A pesar del título, esto es una crónica; y no porque
cumpla con los requisitos para serlo –francamente los desconozco–, sino porque,
al contrario del contenido de un cuento, un verso o un relato (todos términos
que para un argentino están mayormente asociados a la ficción o a la artera y
cínica mentira), los hechos que aquí describo son absolutamente ciertos.
Me topé con su sitio web luego de múltiples golpes al mouse de mi computadora, y al leer lo que este desquiciado, soñador
o embaucador prometía, me pareció de una imposibilidad tal, que busqué algún
enlace en su página para dejar atrás ese disparate. Pero no había manera de
seguir adelante (o no era obvio cómo hacerlo) y, creo recordar, tampoco manera
de regresar.
La página estaba escrita en un español rudimentario,
lo digo sin pretensión, y el ofrecimiento era tan simple como sospechoso: un
kit para escribir el cuento perfecto.

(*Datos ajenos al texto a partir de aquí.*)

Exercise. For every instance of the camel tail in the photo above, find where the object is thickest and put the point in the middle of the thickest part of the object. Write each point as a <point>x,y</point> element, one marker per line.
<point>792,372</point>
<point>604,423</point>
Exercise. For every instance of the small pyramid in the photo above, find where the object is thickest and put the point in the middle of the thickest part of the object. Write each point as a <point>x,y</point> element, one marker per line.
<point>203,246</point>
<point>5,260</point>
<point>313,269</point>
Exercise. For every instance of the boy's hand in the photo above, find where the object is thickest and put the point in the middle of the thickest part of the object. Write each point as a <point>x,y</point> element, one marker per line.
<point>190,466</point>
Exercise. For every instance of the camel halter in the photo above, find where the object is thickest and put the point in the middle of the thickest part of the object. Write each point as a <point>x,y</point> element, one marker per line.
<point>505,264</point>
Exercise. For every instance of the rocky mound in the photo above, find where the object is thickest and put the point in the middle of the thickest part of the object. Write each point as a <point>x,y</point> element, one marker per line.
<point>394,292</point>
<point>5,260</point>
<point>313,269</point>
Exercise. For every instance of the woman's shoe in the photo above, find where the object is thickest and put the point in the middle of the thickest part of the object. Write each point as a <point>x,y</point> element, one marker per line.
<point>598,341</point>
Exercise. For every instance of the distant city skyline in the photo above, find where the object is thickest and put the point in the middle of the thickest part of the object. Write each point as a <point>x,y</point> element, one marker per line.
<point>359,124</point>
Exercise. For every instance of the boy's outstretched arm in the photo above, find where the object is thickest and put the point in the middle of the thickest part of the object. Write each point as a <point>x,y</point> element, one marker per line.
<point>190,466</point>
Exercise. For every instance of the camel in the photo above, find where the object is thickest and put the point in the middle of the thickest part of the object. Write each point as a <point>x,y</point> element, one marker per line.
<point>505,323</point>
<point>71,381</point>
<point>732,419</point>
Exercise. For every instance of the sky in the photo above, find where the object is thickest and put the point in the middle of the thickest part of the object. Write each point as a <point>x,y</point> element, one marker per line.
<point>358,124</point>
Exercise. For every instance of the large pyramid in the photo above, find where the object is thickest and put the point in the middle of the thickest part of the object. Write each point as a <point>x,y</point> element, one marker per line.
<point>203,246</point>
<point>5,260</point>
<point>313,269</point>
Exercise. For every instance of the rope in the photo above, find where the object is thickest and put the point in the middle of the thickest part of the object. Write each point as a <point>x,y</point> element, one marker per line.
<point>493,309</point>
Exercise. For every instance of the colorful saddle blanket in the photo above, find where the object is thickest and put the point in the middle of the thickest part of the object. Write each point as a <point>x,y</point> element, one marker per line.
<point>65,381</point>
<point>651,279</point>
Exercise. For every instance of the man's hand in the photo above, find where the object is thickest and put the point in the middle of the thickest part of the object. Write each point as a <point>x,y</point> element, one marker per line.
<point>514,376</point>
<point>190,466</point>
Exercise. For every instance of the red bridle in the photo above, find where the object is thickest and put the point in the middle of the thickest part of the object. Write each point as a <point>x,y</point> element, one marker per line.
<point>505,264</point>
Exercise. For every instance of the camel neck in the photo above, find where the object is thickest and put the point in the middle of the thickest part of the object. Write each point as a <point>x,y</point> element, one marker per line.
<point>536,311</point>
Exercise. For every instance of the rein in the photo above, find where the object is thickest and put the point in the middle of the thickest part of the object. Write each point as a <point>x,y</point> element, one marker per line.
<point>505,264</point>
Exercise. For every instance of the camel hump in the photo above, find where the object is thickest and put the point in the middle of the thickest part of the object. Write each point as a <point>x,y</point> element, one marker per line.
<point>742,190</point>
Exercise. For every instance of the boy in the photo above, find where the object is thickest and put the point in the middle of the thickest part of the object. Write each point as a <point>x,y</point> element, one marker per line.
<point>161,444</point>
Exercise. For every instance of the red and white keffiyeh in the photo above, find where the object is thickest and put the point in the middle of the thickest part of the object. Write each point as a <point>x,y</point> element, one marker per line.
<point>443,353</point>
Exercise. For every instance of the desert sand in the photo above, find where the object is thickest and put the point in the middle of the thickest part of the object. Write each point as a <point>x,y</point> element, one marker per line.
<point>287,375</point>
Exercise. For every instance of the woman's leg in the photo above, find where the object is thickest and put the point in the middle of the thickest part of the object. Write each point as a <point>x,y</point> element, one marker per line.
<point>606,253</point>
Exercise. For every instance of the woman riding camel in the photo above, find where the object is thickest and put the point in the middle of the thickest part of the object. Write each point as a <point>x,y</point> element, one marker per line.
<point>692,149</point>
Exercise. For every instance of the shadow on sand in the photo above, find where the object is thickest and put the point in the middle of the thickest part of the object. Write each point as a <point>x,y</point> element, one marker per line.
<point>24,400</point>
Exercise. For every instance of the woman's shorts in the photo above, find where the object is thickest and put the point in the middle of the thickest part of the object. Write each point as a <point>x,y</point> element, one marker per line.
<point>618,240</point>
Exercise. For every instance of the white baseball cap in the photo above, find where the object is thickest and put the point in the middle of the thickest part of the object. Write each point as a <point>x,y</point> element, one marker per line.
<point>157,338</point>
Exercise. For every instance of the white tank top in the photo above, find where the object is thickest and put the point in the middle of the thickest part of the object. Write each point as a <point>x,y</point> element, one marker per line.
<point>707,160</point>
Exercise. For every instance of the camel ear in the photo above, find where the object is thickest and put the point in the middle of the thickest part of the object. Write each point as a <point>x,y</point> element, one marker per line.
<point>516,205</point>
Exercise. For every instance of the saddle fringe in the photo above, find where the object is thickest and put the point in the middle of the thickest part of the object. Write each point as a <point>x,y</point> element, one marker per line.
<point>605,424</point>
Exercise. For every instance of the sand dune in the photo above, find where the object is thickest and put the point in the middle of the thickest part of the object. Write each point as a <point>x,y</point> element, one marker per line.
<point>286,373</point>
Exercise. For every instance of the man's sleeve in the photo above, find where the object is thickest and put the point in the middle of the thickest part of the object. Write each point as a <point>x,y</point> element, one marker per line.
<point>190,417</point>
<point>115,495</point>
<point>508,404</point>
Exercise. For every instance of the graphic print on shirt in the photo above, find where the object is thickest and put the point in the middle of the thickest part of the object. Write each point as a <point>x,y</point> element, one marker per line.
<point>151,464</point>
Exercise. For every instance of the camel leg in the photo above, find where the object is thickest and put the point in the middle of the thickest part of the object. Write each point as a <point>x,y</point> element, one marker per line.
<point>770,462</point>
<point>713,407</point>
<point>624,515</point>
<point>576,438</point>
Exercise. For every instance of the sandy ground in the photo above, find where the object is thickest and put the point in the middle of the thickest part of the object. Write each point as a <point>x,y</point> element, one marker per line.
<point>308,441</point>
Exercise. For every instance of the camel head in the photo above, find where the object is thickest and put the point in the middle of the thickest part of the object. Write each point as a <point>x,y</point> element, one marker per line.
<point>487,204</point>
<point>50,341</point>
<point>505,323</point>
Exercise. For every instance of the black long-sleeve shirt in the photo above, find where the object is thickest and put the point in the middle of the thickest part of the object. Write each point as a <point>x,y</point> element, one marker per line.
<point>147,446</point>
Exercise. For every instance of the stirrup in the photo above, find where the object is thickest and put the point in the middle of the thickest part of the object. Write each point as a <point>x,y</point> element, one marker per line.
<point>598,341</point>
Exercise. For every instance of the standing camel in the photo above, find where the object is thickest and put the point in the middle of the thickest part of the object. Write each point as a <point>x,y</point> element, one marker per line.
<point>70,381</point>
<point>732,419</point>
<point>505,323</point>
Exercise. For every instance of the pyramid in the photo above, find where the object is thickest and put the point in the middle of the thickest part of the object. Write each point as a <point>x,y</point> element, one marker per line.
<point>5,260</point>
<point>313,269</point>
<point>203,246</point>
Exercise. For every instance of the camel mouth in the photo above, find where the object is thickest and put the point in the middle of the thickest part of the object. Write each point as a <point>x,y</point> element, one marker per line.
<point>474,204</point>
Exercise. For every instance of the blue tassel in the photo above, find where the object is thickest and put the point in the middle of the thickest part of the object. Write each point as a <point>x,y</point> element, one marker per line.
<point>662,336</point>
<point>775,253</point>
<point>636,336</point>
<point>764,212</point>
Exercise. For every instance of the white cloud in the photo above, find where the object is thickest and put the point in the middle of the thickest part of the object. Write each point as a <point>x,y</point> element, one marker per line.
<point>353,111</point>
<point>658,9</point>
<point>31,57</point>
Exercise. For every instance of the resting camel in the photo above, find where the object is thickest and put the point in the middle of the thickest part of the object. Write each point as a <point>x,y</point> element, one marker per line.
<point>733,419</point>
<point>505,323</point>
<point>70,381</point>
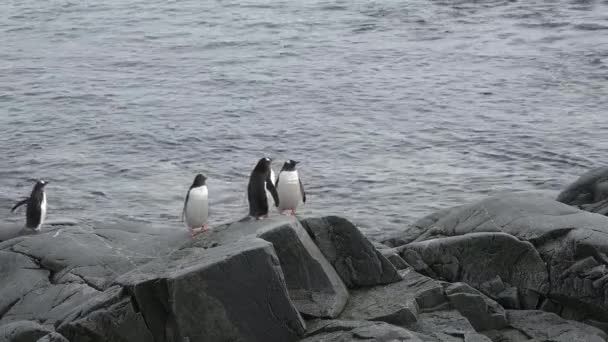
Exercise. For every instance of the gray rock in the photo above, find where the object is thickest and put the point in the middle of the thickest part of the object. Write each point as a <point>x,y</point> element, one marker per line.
<point>23,331</point>
<point>108,317</point>
<point>545,326</point>
<point>313,284</point>
<point>398,303</point>
<point>234,292</point>
<point>573,245</point>
<point>591,187</point>
<point>392,255</point>
<point>482,312</point>
<point>480,258</point>
<point>353,256</point>
<point>96,256</point>
<point>53,337</point>
<point>348,331</point>
<point>446,326</point>
<point>49,304</point>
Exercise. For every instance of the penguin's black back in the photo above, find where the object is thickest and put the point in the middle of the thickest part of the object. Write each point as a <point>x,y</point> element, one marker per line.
<point>256,193</point>
<point>33,213</point>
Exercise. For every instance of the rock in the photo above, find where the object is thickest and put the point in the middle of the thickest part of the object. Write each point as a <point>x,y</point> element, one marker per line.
<point>446,326</point>
<point>348,331</point>
<point>482,312</point>
<point>314,286</point>
<point>479,258</point>
<point>545,326</point>
<point>49,304</point>
<point>353,256</point>
<point>23,331</point>
<point>95,256</point>
<point>591,187</point>
<point>232,292</point>
<point>564,237</point>
<point>397,303</point>
<point>53,337</point>
<point>392,255</point>
<point>108,316</point>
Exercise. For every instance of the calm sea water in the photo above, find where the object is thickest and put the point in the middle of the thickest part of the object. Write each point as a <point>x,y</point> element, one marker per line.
<point>394,108</point>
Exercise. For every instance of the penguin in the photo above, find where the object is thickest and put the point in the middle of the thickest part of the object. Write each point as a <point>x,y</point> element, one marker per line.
<point>289,188</point>
<point>273,180</point>
<point>196,205</point>
<point>259,182</point>
<point>35,213</point>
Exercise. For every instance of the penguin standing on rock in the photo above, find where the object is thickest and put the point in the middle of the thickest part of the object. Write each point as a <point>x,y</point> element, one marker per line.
<point>290,189</point>
<point>35,213</point>
<point>260,181</point>
<point>196,206</point>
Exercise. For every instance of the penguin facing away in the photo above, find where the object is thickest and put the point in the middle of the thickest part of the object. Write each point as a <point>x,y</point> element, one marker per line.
<point>196,205</point>
<point>259,182</point>
<point>35,212</point>
<point>290,189</point>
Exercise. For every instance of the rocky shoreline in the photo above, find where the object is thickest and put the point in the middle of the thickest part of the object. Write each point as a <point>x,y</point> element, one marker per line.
<point>513,267</point>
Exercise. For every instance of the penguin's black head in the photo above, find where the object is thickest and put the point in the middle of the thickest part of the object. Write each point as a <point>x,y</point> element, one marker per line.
<point>290,165</point>
<point>199,180</point>
<point>263,164</point>
<point>40,184</point>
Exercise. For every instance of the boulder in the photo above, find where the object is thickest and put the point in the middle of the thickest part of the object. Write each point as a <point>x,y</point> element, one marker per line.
<point>591,187</point>
<point>482,312</point>
<point>53,337</point>
<point>545,326</point>
<point>396,303</point>
<point>492,262</point>
<point>446,326</point>
<point>109,316</point>
<point>392,255</point>
<point>231,292</point>
<point>23,331</point>
<point>348,331</point>
<point>313,284</point>
<point>353,256</point>
<point>573,245</point>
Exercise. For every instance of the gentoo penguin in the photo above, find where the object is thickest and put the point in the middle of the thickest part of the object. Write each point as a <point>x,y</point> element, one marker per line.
<point>273,180</point>
<point>196,206</point>
<point>290,189</point>
<point>36,206</point>
<point>259,182</point>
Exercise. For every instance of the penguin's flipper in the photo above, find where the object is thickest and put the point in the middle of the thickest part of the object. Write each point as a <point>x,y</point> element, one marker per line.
<point>20,203</point>
<point>302,191</point>
<point>276,184</point>
<point>185,203</point>
<point>273,191</point>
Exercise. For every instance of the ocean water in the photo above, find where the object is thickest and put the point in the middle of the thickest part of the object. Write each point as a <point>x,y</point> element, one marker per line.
<point>394,108</point>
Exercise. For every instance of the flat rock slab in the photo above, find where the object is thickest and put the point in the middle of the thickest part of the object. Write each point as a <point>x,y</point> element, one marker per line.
<point>233,292</point>
<point>493,262</point>
<point>545,326</point>
<point>572,243</point>
<point>591,187</point>
<point>313,284</point>
<point>446,326</point>
<point>109,316</point>
<point>482,312</point>
<point>397,303</point>
<point>348,331</point>
<point>353,256</point>
<point>23,331</point>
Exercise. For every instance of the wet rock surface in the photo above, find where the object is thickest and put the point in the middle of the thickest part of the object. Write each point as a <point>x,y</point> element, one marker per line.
<point>508,268</point>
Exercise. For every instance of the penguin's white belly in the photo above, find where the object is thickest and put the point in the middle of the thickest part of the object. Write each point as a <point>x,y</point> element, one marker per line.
<point>197,208</point>
<point>289,190</point>
<point>42,211</point>
<point>269,197</point>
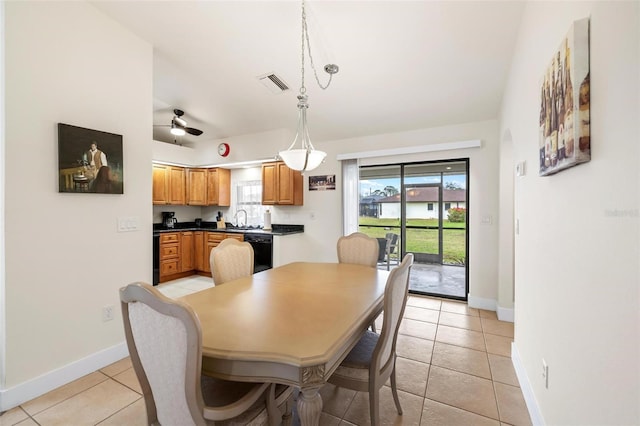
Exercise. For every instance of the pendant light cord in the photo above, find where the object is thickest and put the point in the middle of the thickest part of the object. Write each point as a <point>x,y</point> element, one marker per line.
<point>305,37</point>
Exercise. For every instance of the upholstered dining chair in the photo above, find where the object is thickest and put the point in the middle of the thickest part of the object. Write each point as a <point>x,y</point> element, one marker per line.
<point>358,248</point>
<point>373,360</point>
<point>231,260</point>
<point>165,344</point>
<point>391,254</point>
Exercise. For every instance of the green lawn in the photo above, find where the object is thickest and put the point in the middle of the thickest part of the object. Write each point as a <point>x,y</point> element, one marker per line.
<point>420,240</point>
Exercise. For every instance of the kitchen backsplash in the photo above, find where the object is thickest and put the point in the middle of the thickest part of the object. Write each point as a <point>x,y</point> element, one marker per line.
<point>279,214</point>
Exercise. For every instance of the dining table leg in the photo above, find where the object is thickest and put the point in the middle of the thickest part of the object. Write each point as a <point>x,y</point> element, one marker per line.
<point>310,406</point>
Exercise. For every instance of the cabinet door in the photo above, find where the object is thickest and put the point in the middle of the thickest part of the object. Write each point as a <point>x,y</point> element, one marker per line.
<point>269,183</point>
<point>198,250</point>
<point>187,253</point>
<point>160,184</point>
<point>176,185</point>
<point>285,184</point>
<point>212,187</point>
<point>207,264</point>
<point>219,187</point>
<point>224,187</point>
<point>197,187</point>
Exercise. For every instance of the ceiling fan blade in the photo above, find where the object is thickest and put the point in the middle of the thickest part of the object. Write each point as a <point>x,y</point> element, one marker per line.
<point>192,131</point>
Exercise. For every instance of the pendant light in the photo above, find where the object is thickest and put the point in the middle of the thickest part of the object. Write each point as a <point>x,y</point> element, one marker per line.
<point>306,157</point>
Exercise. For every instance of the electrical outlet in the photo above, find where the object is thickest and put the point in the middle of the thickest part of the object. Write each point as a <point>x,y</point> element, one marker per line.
<point>107,313</point>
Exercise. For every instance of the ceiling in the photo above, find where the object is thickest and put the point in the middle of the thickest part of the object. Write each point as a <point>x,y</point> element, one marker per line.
<point>404,65</point>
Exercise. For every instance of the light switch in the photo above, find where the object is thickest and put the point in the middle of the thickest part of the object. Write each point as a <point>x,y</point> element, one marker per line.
<point>128,224</point>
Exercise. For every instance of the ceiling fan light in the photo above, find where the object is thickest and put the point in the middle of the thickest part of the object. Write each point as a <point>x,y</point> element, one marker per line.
<point>177,131</point>
<point>179,122</point>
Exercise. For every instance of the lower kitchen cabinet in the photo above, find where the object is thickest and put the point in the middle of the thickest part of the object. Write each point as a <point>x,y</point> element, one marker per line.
<point>187,252</point>
<point>198,250</point>
<point>169,255</point>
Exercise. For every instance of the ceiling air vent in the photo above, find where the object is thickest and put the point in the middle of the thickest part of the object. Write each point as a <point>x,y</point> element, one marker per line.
<point>274,83</point>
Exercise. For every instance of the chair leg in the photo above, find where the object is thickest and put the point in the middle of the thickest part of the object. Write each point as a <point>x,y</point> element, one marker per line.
<point>374,407</point>
<point>287,418</point>
<point>394,390</point>
<point>273,412</point>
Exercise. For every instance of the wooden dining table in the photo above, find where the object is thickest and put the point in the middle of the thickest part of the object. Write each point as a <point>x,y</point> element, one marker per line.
<point>293,325</point>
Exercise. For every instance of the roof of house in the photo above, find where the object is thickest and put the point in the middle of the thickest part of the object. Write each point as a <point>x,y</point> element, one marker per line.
<point>429,194</point>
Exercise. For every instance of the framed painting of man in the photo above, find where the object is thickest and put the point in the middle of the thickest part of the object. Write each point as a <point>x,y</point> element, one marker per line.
<point>89,161</point>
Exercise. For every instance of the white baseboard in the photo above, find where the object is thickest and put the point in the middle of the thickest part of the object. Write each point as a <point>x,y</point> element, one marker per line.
<point>481,303</point>
<point>504,314</point>
<point>525,386</point>
<point>38,386</point>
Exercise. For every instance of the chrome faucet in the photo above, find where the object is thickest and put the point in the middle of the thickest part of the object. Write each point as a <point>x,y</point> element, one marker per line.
<point>245,217</point>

Ofertas de dudosa calaña existen en cada rincón
digital, pero esta tenía una particularidad que me llamó la atención y de ahí su
atracción: el cuento perfecto se había programado (no escrito, esta era la misión
del comprador) utilizando un algoritmo que resultaba en la cantidad precisa de párrafos,
adjetivos, pronombres, personajes, metáforas y demás ingredientes para que nada
le faltase o estuviera de más. El algoritmo, a su vez y según la presentación
que ya me había hecho sacar la tarjeta de débito de mi billetera y con la que
ahora golpeaba impaciente el escritorio, se nutría de 164 obras maestras de la
literatura universal, condensadas en algo así como un aceite esencial literario
libre de toda impureza y portador de cada una de las propiedades que le habían
ganado a esas obras un lugar en la ecuación.
“Si he comprado la sopapita para sacarle las abolladuras
a mi auto ya nada debería avergonzarme”, razoné, y con un par de clicks permuté
cinco horas de mi trabajo como repositor en un supermercado por la promesa de
construir algo que me permitiera cumplir con el sueño de ser alguien en el
mundo de las letras. Acepto que en un comienzo me asaltó el prurito de pensar que
esta misión que emprendía (o más bien el producto que obtendría) no sería arte.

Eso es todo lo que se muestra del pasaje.